Eind 2015 spraken ruim 200 landen in het klimaatverdrag van Parijs af de opwarming van de aarde ruim onder de 2 graden Celsius te houden, en het liefst onder de 1,5 graad, ten opzichte van de periode voor 1900.
Hoewel het technisch nog altijd mogelijk is die doelen te halen, concluderen de onderzoekers dat dit scenario veraf ligt van de huidige ontwikkelingen. Zonder nieuw beleid zou de wereld 3,1 graden Celsius opwarmen. Wanneer landen al hun huidige plannen uitvoeren zou de opwarming afnemen tot circa 2,8 en mogelijk zelfs 2,6 graden.
Zonnepanelen en windmolens
Die vooruitzichten zijn afgelopen jaar nauwelijks veranderd, zegt Michel den Elzen, onderzoeker bij het Planbureau voor de Leefomgeving (PBL). "Steeds meer landen laten vorderingen zien voor hun doelen voor 2030. Maar het is te weinig om de achteruitgang van andere landen te compenseren."
Het rapport geeft een overzicht van de maatregelen die landen nog kunnen nemen om onder de 1,5 graad opwarming te blijven. Landen kunnen vooral nog veel meer zonnepanelen en windmolens plaatsen dan al gepland is. Ook het sneller stoppen van de ontbossing in Brazilië, Maleisië en Indonesië kan fors bijdragen. Net als het aanplanten van nieuwe bossen.
Verder zijn er tal van kleinere stappen mogelijk. Steenkool kan bijvoorbeeld plaats maken voor schoner aardgas, mensen kunnen zuiniger omgaan met stroom en landen kunnen meer van het broeikasgas CO2 afvangen en onder de grond stoppen.
Realistisch?
De onderzoekers bekeken wat technisch mogelijk is - het potentieel. Dat betekent niet dat landen het ook daadwerkelijk gaan doen. "Hoe realistisch de plannen zijn, verschilt erg per categorie", zegt Kornelis Blok, emeritus hoogleraar energiesysteemanalyse aan de TU Delft. Hij werkte samen met het Nederlandse onderzoeksbureau Common Futures mee aan het rapport.

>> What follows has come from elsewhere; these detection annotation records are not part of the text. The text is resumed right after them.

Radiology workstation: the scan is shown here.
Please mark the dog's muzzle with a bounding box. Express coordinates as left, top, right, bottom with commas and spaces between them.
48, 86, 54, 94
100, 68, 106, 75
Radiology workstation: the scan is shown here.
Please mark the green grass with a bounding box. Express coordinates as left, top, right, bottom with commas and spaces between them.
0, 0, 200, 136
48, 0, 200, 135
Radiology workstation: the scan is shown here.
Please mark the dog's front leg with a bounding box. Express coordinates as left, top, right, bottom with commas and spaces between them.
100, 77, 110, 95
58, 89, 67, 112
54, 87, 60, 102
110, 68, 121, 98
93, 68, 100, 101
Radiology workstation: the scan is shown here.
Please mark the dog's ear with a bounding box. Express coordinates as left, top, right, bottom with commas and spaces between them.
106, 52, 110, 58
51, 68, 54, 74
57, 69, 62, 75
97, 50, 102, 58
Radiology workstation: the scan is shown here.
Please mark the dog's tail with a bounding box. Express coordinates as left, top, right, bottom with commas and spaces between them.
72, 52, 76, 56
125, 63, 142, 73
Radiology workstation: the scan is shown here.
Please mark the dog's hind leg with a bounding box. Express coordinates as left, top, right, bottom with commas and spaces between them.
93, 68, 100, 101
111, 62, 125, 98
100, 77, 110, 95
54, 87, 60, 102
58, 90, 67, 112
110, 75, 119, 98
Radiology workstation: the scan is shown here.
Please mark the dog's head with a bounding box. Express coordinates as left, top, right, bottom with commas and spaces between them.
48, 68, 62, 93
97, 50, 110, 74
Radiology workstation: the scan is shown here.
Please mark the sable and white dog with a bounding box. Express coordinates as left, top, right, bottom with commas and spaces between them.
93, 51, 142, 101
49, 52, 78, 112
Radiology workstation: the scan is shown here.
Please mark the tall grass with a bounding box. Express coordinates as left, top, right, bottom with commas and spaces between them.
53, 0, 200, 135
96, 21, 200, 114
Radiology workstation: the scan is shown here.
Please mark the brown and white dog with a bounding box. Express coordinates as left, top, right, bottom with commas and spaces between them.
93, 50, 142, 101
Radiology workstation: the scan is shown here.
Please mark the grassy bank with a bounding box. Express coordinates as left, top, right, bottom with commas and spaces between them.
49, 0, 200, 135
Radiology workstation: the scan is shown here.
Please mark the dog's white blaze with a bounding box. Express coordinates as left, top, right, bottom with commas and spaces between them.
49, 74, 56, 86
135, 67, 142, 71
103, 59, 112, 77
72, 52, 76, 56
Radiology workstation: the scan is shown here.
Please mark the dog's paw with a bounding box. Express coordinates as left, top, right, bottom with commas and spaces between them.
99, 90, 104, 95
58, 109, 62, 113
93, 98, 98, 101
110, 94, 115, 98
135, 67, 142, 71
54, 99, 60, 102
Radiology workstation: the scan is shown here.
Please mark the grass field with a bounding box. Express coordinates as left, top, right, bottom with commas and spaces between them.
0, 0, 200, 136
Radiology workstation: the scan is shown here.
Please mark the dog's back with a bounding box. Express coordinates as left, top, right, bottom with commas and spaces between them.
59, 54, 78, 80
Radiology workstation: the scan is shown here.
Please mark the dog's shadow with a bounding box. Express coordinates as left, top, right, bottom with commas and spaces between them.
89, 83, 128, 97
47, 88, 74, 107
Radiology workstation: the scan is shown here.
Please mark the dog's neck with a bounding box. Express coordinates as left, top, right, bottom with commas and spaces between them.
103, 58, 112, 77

Zo noemt Blok het plaatsen van meer zonnepanelen en windmolens realistisch. Afgelopen jaren zijn de kosten daarvoor fors gedaald, en met name westerse landen en China zijn hier al druk mee bezig. "Wij zijn optimistisch dat zonne- en windenergie komende jaren harder gaan dan we nu verwachten."
Het geld dat daarvoor nodig is blijft voor andere landen een struikelblok. Derdewereldlanden en opkomende economieën kunnen zich de investeringen vaak niet veroorloven.
"En de olifant in de kamer is de infrastructuur", zegt Blok. Naarmate landen meer zonne- en windenergie opwekken, lopen ze tegen de grens aan van wat het stroomnet aankan: er is sprake van netcongestie. En dat kan leiden tot vertraging.
Traag en duur
Een stuk minder optimistisch is Blok over extra voortgang in het verduurzamen van gebouwen en de industrie. Niet alleen ligt het tempo daar lager, opties voor verduurzaming blijven vaak relatief duur. Volgens Blok is daarom meer regelgeving nodig.
Om onder de 1,5 graad opwarming te blijven, moeten alle extra maatregelen optellen tot een drastische daling van de uitstoot van broeikasgassen. Over zes jaar moet die uitstoot ruim 40 procent lager zijn dan in 2019. Dat gaat alleen, schrijven de onderzoekers, als de hele economie wordt aangepakt, en overheden zich volledig storten op het verminderen van de uitstoot.
Op dit moment is er geen duidelijke neergaande trend. Al verwacht Den Elzen op grond van ander onderzoek wel dat de wereld voor 2030 een piek in de uitstoot van broeikasgassen bereikt.
Volgend jaar wordt heel belangrijk.
Den Elzen ziet wel meer lichtpuntjes. Zo beloofden afgelopen jaren steeds meer landen dat ze uiteindelijk netto naar nul uitstoot gaan in 2050 of daarna. Als ze zich aan die afspraken houden blijft de wereld nét onder de 2 graden opwarming. Een probleem daarbij is dat landen vaak geen of geen concrete plannen hebben om het doel te halen.
"Volgend jaar wordt heel belangrijk", zegt de PBL-onderzoeker. In februari moeten landen namelijk hun nieuwe plannen inleveren bij het VN-klimaatbureau. Dat wordt een moment van de waarheid. Den Elzen: "Landen worden geacht met een reductiedoel voor 2035 te komen en hun doel voor 2030 aan te scherpen." Alleen als landen grote stappen zetten, en de daad bij het woord voegen, is er een kans dat de wereld op koers komt voor de maximale 2 of 1,5 graad opwarming.